Former Trump White House aide Cassidy Hutchinson's testimony before the House Jan. 6 committee Tuesday added a new layer of political consequences for Donald Trump after she detailed a defiant president she said wanted to lead supporters from his rally on the Ellipse to the Capitol even after being warned they were armed.
There are political ramifications as well for several vulnerable members of Congress, notably five of the 35 GOP members of the House of Representatives who voted in May 2021 in favor of a bipartisan commission to probe what surrounded the attack on U.S. Capitol and who faced a primary or runoff contest Tuesday night.
Of the group of five, four survived, with one loss.
Of the total group, 16 of the 35 have advanced from their early contests, three have lost, while nine others resigned or retired.
Inconsistent results in these primaries show Republican voters' political fealty is unclear: Are they steadfastly loyal to Trump or are they satisfied with elements of Trumpism paired with more home-grown politics?
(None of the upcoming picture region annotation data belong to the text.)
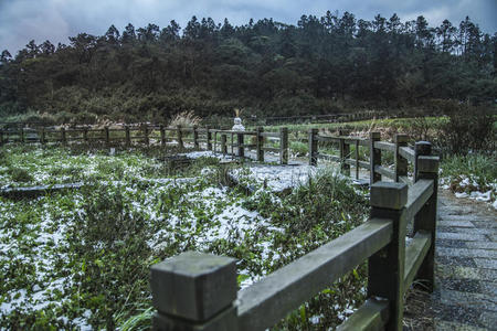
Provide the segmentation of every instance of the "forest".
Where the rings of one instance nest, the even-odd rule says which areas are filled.
[[[167,121],[184,110],[226,117],[235,107],[261,117],[491,108],[496,70],[497,32],[484,33],[467,17],[435,28],[424,17],[367,21],[330,11],[296,25],[193,17],[184,28],[112,25],[68,44],[4,50],[0,118],[129,122]]]

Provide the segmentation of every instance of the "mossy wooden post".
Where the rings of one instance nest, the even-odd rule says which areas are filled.
[[[108,127],[104,128],[105,132],[105,145],[108,147],[110,145],[110,131],[108,130]]]
[[[160,125],[159,129],[160,129],[160,146],[165,147],[166,146],[166,129],[165,129],[163,125]]]
[[[279,128],[279,164],[288,164],[288,128]]]
[[[408,160],[399,153],[399,148],[408,146],[408,135],[395,135],[395,182],[399,177],[408,175]]]
[[[187,252],[151,267],[154,330],[237,331],[235,259]]]
[[[256,150],[257,150],[257,161],[264,162],[264,137],[262,136],[262,132],[264,132],[263,127],[257,127],[256,130],[257,136],[255,139],[256,143]]]
[[[131,146],[131,135],[129,132],[129,126],[125,127],[125,136],[126,136],[126,147],[130,147]]]
[[[193,127],[193,146],[198,149],[200,147],[199,145],[199,131],[197,127]]]
[[[385,330],[402,330],[405,259],[405,203],[408,185],[378,182],[371,185],[371,218],[393,223],[392,241],[368,260],[368,297],[389,299],[390,318]]]
[[[436,202],[438,193],[438,157],[419,156],[417,180],[433,180],[433,194],[414,216],[414,233],[425,231],[431,234],[432,245],[420,266],[416,279],[427,280],[427,290],[433,291],[435,281],[435,236],[436,236]]]
[[[208,140],[208,150],[212,150],[212,134],[210,127],[207,127],[207,140]]]
[[[45,145],[45,128],[41,128],[40,142],[41,145]]]
[[[178,147],[183,148],[183,132],[181,131],[181,126],[177,127],[177,135],[178,135]]]
[[[374,142],[381,140],[381,134],[380,132],[370,132],[369,134],[369,164],[371,172],[370,178],[370,184],[374,184],[376,182],[381,181],[381,174],[374,171],[374,167],[381,166],[381,149],[374,148]]]
[[[359,139],[356,140],[356,179],[359,180]]]
[[[317,166],[317,140],[318,129],[309,129],[309,166]]]
[[[417,182],[417,159],[420,156],[430,156],[432,153],[432,145],[427,141],[416,141],[414,145],[414,182]]]
[[[340,136],[340,169],[346,175],[350,175],[350,164],[346,160],[350,157],[350,145],[346,143],[345,136],[349,135],[349,130],[339,130]]]
[[[243,145],[243,134],[236,134],[236,146],[239,148],[237,157],[244,158],[245,157],[245,147]]]
[[[223,153],[223,156],[228,154],[228,146],[226,146],[226,134],[222,134],[221,135],[221,152]]]
[[[145,145],[150,145],[150,138],[149,138],[149,131],[148,131],[148,125],[144,124],[144,136],[145,136]]]
[[[67,143],[67,140],[65,138],[65,128],[64,127],[61,128],[61,141],[62,141],[62,145]]]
The answer to that question is a sword of Damocles for many of these candidates -- having to assess whether breaking party ranks will come back to bite them.
It's critical to note that support of a bipartisan probe has not equated to full-throated endorsement of the current House bipartisan Jan. 6 committee.
In fact, one of the commission supporters, Rep. Stephanie Bice of Oklahoma, who won Tuesday night, recently called the public hearings a "dangerous, political stunt," similar to what Trump himself has said. (Such line-toeing rhetoric can be a firewall against attacks from a Trump-endorsed challenger -- or accusations of being a RINO (Republican In Name Only).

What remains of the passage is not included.